How LeBron Could Single-Handedly Carry Cleveland to a Title
Four-time MVP LeBron James scored 31 points, grabbed eight rebounds, and dished out six assists in Cleveland’s 97–89 win over Atlanta on Wednesday as the Cavs took a 1–0 series lead. James had plenty of help, though, as sharpshooter J.R. Smith came off the bench to put up 28 points while hitting a franchise playoff-high eight three-pointers—topping James’s record.
But don’t feel bad for LeBron. He broke a record of his own. The performance was his 52nd playoff game with at least 30–5–5, passing none other than Michael Jordan for first on the all-time list.
Even more amazing is that LeBron and Smith, if he keeps shooting like this, have Cleveland in the driver’s seat to win the East, if not the Finals—despite the loss of Kevin Love and the injury to Kyrie Irving.
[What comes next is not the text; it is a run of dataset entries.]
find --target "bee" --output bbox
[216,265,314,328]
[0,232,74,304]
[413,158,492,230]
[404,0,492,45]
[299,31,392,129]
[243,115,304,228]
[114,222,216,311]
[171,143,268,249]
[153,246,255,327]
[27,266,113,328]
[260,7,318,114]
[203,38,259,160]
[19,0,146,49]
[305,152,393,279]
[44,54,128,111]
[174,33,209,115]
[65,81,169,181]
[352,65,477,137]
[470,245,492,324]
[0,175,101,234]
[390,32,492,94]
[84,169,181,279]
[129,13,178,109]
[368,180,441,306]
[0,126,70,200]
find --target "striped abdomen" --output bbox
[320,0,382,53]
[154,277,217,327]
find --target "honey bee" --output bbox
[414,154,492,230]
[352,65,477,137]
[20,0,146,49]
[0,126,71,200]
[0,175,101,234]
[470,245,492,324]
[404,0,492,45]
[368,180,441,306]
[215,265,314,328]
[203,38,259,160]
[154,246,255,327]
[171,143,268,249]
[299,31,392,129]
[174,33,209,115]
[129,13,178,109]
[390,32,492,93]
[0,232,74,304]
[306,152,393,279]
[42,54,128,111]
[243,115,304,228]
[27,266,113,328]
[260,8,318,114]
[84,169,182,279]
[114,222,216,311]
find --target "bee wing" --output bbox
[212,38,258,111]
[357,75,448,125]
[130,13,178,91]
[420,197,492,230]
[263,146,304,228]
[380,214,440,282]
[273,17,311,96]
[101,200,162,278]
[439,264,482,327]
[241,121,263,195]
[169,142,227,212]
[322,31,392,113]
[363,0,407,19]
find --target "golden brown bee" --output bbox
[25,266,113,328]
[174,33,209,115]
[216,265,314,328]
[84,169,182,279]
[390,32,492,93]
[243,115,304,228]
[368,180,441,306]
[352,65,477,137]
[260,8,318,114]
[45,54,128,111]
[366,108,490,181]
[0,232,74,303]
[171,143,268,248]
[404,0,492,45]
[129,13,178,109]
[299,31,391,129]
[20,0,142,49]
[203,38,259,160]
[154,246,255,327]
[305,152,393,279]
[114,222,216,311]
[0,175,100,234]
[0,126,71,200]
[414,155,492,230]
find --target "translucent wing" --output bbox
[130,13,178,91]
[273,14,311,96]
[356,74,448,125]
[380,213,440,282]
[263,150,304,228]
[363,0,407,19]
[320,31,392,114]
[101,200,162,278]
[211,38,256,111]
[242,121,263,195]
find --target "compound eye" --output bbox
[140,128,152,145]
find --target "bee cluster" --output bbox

Irving (knee tendinitis) started Game 1 but scored just 10 points in 27 minutes.
Yes, it’s only Game 1, but the winner of a best-of-seven series opener goes on to win the series 77 percent of the time. In addition to that, the Hawks lost point guard DeMarre Carroll to a sprained knee—which would be a major blow to Atlanta’s chances of winning the series if he can’t return, or is limited.
Not only is Atlanta much better offensively with Carroll—the Hawks average approximately 12.5 points per 100 possessions more with him running the show—he’s their main defender for James. His return for Game 2 is questionable, and without him, Atlanta has turned to big men Paul Milsap and Al Horford for help—a solution that isn’t great for the long term given how LeBron can beat either off the dribble.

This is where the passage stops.